Fiddling With Faith

An unregistered tour operator duping a large number of Haj aspirants should force the government to monitor the sector and liberalize systems. Actors in the travel sector believe Haj and Umrah can sustain a business of Rs 500 crores turnover a year, reports R S Gull.

By now, police are making all efforts to know from the Wahid brothers—Fabiyan and Arsalan—where so much of the money, anything between eight to eleven crore rupees collected from Hajj aspirants for two years, has gone. This year, nearly 50 individuals, mostly ministers, police officers and lawyers,  could take off and  perform Hajj. The other aspirants have been protesting for getting their money back. Protesters include an aged woman who said she had risked loosing her eyesight on the spinning wheel to save enough money for per forming Hajj.  

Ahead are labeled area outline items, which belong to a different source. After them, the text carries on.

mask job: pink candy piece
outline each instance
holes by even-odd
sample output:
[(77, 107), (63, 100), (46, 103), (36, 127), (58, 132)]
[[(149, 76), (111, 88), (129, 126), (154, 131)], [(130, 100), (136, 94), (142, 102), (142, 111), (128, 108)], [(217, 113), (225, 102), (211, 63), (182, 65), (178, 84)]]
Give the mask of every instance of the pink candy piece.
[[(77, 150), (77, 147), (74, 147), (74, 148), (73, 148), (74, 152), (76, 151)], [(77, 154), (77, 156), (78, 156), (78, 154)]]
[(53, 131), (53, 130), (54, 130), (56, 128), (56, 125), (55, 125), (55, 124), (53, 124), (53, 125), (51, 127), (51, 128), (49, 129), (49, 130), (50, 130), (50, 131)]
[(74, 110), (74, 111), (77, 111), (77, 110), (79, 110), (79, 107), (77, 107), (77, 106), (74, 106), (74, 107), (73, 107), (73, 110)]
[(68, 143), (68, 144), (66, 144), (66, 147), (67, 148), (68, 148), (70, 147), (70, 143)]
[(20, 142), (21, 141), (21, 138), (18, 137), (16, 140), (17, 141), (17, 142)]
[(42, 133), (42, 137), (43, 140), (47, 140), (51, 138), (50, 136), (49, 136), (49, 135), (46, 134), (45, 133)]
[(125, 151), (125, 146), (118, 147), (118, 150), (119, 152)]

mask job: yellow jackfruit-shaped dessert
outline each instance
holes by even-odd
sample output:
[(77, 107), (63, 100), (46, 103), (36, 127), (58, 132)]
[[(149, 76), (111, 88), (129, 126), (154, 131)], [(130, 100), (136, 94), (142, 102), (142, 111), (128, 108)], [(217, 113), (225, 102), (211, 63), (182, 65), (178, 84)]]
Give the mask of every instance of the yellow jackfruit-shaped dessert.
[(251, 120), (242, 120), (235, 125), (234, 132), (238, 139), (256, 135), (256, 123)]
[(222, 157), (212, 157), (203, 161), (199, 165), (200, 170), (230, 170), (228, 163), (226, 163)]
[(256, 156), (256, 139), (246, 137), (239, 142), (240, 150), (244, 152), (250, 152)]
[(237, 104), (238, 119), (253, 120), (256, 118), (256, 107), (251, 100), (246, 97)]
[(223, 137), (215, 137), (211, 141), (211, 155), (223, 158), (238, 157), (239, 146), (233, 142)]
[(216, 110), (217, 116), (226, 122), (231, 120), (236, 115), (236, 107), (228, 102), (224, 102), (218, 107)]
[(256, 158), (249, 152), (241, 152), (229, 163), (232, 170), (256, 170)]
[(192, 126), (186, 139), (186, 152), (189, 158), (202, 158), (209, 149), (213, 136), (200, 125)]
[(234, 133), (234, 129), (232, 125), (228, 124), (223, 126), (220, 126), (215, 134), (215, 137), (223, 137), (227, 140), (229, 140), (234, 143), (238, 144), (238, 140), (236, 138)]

“We are questioning them and we will do our best to recover the hard earned money,” SSP Srinagar, Syed Ashiq Bukhari said. Arsalan was arrested at the Mumbai airport within days after the fraud was exposed, and his brother Fabiyan, the mastermind behind Al-Hajeej India was rounded up from a Jaipur suburb in Rajasthan, last week. “We are at it and we will do whatever it takes (to recover the money).”

Prior to their arrest, the DC office had submitted a report to the government, which estimated about 400 to 500 people as victims of the massive fraud. Just days after the report appeared in the press, a bank-issued notice indicated that some of the accused family’s property was mortgaged with the stolen money!

Preliminary investigations had revealed that most of the money deposited in the Al Hajeej account had been drained out, leaving no trace behind. The ‘company’ was already in the red, and part of the funds going to its debtors has not been ruled out. However, the J&K criminal procedure code lacks provisions beyond Section 420(cheating) that can help solve the crisis.

The Wahid brothers’ Al Hajeej India was always a fake company, but the government had never seen the rulebooks to detect it. The organization was neither registered with the tourism ministry, nor approved by the Central Hajj Committee (CHC) or the Ministry of External Affairs in New Delhi.

There are only nine private travel operators (PTO) registered for Hajj pilgrimage operations. These include Al Khuddam Hajj &Umrah Services, Al Huda Travels, Universe Travel Corporation, Al-Hayat Hajj &Omrah Travel Services, Labaika Haj &Umrah Services, Rohani Tours & Travels (Kargil), Sahar Tours & Travels, Gazi Tours & Travels (Magam) and Behreen Travels. All others PTOs claiming to be taking people on Haj or Umrah are fake, and this information is available on the CHC website.

For the 2011 Hajj, while the government flew 8,414 pilgrims, the private sector managed 1082. Interestingly, nine PTOs were authorized to fly only 513 pilgrims, but they purchased berths from PTOs in other Indian states in black and managed to double it. The CHC provided 45,491 berths to 568 PTOs operating in India. All VIPs who performed Hajj through Al-Hajeej this year were on these black tickets purchased by promoters from the black market. A travel company that is registered in Assam has sold 55 berths in J&K through unregistered PTOs against the sanctioned strength of 57 that CHC bestowed it with.

The scam is an opportunity for policymakers to understand the dynamics of a huge business that requires proper checks and balances. Trade insiders assert that policy intervention would help Kashmir double the turnover from an estimated Rs 200 crore.  For this year’s pilgrimage, there were 22000 applications and the CHC could offer the state only 8414 berths.

PTO had only 513 berths and they could send 1082. “The statistics offer an idea of the potential,” says Sheikh Feroz of Al-Khudam, who leads the sector with 113 berths this year. “There are only nine recognized PTOs but the fact is that 41 are operating.”

Feroz says the market has massive potential and policy makers apparently lack vision. “For every pilgrim the state Hajj committee flies to Mecca, two are unable to get a chance, and that in itself is a huge indicator of the potential,” Feroz said. “If the government assesses how many people from J&K use the quota of other states through black market, it can sustain a huge industry in Kashmir.” He believes that a slight increase in the quota to PTO can sustain 100 new PTOs in J&K, as the market is surging by over 20 percent a year.

Apart from Hajj, PTOs usually take two to three groups on Umrah every year. “Right now, the Umrah market is around 3000 seats a year and in the next three years, it will double especially during winter months,” Feroz said. “For most of the summer, these PTOs could contribute to tourism because they have experience and infrastructure.” If policymakers do not enforce transparency, the black market will grow and hurt sentiments of aspirants.